Graphene oxide stabilized Cu2O for shape selective nanocatalysis

Graphene oxide supported Cu2O nanocrystals exhibit shape-selective activity and stability in photocatalysis and aqueous phase dehydrogenation. The incorporation of graphene oxide greatly enhances the aqueous dispersion of a robust Cu2O nanocatalyst. The proposed synthetic approach can in general be used to guide the synthesis of graphene oxide-supported hybrid nanomaterials.

All Conjugated Copolymer Excitonic Multiferroics

A substantial magnetoelectric coupling effect of an excitonic all-conjugated block copolymer multiferroics consisting of electronically distinct polythiophene derivatives is reported.
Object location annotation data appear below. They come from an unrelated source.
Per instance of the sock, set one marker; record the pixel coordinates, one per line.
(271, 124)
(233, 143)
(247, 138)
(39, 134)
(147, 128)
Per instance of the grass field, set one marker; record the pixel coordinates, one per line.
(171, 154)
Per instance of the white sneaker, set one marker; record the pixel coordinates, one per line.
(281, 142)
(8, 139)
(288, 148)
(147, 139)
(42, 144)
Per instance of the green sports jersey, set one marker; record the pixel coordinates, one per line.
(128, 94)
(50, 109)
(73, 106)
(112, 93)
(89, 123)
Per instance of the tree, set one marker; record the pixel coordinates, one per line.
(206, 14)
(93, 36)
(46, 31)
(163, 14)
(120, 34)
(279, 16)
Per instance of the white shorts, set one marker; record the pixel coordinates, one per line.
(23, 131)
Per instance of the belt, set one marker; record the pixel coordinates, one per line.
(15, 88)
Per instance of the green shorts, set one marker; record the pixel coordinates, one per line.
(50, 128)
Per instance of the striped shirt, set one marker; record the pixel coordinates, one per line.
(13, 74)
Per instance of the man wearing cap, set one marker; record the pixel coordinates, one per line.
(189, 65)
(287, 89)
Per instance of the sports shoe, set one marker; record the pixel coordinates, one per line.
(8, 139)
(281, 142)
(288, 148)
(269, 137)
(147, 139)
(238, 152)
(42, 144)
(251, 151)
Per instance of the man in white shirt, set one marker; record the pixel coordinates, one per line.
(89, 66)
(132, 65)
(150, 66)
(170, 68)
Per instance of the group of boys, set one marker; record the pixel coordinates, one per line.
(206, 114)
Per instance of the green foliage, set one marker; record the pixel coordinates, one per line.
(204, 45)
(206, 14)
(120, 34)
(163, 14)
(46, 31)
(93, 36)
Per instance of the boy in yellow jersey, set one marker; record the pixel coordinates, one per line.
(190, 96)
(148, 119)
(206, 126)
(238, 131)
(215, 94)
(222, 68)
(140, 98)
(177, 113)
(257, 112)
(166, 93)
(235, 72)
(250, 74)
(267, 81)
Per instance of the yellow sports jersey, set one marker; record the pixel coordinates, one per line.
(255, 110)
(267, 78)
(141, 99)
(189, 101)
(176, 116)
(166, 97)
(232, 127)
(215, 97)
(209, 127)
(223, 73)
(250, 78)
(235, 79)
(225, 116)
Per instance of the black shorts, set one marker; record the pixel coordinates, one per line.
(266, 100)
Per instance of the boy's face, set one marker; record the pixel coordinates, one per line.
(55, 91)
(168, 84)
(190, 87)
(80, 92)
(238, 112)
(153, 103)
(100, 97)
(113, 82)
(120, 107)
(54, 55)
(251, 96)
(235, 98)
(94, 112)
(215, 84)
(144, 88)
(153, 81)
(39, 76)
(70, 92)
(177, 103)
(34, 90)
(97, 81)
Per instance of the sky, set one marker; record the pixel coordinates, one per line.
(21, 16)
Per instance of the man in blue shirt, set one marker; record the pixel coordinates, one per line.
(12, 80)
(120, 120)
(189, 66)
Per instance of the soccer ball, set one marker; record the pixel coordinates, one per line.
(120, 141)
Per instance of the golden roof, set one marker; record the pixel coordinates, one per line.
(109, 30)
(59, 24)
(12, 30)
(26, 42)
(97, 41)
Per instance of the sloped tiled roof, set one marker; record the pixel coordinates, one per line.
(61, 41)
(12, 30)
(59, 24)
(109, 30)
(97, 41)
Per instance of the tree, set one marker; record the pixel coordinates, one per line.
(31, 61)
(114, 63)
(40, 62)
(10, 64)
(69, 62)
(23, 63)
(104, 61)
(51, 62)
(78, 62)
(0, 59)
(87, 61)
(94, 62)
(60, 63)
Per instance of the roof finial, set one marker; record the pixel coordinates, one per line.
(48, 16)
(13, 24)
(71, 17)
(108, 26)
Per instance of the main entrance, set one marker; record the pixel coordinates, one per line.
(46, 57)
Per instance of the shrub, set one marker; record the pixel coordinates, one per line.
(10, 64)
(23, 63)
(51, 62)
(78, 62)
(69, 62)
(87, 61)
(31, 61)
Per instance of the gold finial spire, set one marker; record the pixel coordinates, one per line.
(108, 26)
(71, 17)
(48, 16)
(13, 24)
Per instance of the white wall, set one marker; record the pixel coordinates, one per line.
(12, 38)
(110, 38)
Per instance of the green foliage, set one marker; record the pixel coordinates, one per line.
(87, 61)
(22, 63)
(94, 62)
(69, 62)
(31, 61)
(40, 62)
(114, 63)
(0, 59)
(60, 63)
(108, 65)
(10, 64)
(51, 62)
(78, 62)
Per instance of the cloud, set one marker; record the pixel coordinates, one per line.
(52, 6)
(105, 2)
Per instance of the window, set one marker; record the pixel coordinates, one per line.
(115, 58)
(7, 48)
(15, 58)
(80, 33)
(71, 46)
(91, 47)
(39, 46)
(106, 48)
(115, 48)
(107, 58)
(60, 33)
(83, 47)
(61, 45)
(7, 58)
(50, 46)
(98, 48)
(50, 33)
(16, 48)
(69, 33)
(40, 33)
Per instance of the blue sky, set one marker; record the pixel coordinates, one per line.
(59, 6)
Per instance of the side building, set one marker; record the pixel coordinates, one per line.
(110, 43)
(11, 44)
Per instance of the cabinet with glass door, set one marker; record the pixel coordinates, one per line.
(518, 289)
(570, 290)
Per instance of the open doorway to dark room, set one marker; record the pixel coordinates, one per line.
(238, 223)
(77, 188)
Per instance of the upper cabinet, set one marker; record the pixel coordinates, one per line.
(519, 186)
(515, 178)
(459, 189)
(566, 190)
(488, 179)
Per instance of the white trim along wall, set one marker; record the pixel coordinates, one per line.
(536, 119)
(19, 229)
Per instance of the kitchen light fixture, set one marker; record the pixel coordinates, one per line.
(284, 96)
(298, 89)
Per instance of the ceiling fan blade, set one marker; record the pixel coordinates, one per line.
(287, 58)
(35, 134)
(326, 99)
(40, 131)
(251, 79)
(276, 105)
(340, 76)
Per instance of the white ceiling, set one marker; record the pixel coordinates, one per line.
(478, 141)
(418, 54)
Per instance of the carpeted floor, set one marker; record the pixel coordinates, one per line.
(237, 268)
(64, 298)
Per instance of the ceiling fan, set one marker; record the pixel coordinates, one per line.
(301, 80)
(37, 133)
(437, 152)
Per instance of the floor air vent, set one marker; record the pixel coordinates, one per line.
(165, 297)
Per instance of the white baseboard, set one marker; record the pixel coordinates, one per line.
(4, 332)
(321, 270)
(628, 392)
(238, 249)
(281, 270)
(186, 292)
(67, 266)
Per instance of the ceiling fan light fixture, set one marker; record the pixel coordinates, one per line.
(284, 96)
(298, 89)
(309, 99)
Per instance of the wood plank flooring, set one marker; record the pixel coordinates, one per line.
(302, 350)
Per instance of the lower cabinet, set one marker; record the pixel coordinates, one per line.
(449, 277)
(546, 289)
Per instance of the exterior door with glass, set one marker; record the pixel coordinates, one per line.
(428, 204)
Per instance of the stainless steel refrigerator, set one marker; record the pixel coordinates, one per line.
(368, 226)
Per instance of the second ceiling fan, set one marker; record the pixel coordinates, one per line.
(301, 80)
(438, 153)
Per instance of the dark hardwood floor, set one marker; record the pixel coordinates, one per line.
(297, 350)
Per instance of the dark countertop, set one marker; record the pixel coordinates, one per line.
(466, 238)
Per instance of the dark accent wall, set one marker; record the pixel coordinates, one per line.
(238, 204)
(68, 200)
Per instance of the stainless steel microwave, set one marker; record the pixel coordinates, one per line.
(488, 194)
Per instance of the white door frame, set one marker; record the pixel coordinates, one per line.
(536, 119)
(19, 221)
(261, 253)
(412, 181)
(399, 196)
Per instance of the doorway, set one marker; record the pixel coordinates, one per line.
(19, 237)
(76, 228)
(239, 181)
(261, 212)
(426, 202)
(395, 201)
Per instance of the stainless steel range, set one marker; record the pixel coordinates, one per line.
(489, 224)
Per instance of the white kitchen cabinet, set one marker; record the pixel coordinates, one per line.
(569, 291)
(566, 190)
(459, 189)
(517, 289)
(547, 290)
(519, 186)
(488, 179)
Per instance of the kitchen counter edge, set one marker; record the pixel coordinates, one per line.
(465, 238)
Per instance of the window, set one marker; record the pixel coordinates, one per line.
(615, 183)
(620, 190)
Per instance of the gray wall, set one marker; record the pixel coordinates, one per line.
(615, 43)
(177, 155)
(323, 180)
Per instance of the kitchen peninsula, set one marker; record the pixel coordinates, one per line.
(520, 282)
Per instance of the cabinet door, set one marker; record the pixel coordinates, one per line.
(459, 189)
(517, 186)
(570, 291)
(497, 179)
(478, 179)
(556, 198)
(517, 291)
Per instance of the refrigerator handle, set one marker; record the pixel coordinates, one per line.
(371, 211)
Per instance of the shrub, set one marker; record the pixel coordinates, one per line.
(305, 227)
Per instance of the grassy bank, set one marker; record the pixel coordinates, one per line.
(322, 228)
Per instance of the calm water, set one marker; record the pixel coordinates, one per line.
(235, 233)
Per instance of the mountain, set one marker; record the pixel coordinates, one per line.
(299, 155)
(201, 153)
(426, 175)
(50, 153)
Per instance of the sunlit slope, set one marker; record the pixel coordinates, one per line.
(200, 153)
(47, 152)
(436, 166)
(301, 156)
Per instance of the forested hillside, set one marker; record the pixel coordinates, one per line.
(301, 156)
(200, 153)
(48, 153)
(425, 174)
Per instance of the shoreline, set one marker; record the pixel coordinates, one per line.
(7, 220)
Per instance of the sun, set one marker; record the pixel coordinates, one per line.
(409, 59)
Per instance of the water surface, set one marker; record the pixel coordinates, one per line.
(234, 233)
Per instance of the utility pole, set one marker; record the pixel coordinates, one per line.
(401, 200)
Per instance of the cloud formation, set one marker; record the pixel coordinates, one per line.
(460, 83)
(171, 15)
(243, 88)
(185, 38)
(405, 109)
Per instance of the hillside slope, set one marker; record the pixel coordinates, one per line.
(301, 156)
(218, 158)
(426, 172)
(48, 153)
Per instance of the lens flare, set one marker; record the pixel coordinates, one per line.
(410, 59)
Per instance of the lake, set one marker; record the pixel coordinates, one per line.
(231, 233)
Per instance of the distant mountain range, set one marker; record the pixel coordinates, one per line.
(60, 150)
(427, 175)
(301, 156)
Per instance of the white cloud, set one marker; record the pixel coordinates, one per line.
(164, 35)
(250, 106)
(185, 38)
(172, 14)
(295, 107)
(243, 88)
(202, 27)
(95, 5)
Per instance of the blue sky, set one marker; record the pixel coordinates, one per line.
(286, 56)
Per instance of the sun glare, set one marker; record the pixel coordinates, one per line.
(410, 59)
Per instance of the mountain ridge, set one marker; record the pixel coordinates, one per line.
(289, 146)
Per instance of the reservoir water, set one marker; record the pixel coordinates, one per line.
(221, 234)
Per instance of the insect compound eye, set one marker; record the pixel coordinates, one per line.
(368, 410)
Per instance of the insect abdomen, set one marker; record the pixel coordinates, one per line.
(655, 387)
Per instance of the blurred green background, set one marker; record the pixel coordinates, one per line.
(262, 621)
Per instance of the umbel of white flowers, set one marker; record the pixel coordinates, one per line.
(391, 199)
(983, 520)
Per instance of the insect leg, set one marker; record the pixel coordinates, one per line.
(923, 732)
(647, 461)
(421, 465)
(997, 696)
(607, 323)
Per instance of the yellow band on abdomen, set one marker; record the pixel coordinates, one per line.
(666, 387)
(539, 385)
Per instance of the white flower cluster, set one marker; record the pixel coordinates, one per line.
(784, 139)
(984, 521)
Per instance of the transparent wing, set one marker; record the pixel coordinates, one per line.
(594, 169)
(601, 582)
The observations open new avenues for the multifunctional all-conjugated block copolymer synthesis and electric field tunable multiferroic devices.

External stimuli controlled multiferroic charge-transfer crystals

Multiferroic charge-transfer crystals have drawn significant interest due to their simultaneous dipolar and spin ordering. Numerous theoretical and experimental studies have shown that the molecular stacking between donor and acceptor complexes plays an important role in tuning charge-transfer enabled multifunctionality. Herein, we show that the charge-transfer interactions can be controlled by the segregated stack, consisting of polythiophene donor- and fullerene acceptor-based all-conjugated block copolymers. Room temperature magnetic field effects, ferroelectricity, and anisotropic magnetism are observed in charge-transfer crystals, which can be further controlled by photoexcitation and charge doping. Furthermore, the charge-transfer segregated stack crystals demonstrate external stimuli controlled polarization and magnetization, which opens up their multifunctional applications for all-organic multiferroics.

Phase aggregation and morphology effects on nanocarbon optoelectronics

Controllable morphology and interfacial interactions within bulk heterojunction nanostructures show significant effects on optoelectronic device applications. In this study, a nanocarbon heterojunction, consisting of single-walled carbon nanotubes (s-SWCNTs) and fullerene derivatives, is reported by assembling/blending its structures through solution-based processes. A uniform and dense graphene oxide hole transport layer is used to facilitate the photoconversion at a near infrared (NIR) wavelength. Effective interfacial interaction between the s-SWCNTs and fullerene is suggested by the redshifted photoabsorption and nanoscale/micron-scale fluorescence, which is associated with self-assembled nanocarbon morphology.

Characterizing Hydrogen-Bond Interactions in Pyrazinetetracarboxamide Complexes: Insights from Experimental and Quantum Topological Analyses

Experimental and topological analyses of dipalladium(II) complexes with pyrazinetetracarboxamide ligands containing tetraethyl (1), tetrahexyl (2), and tetrakis(2-hydroxyethyl) ethyl ether (3) are described. The presence of two very short O---O distances between adjacent amide carbonyl groups in the pincer complexes revealed two protons, which necessitated two additional anions to satisfy charge requirements. The results of the crystal structures indicate carbonyl O---O separations approaching that of low barrier hydrogen bonds, ranging from 2.413(5) to 2.430(3) Å. Solution studies and quantum topological analyses, the latter including electron localization function, noncovalent interaction, and Baders quantum theory of atoms in molecules, were carried out to probe the nature of the short hydrogen bonds and the influence of the ligand environment on their strength. Findings indicated that the ligand field, and, in particular, the counterion at the fourth coordination site, may play a subtle role in determining the degree of covalent association of the bridging protons with one or the other carbonyl groups.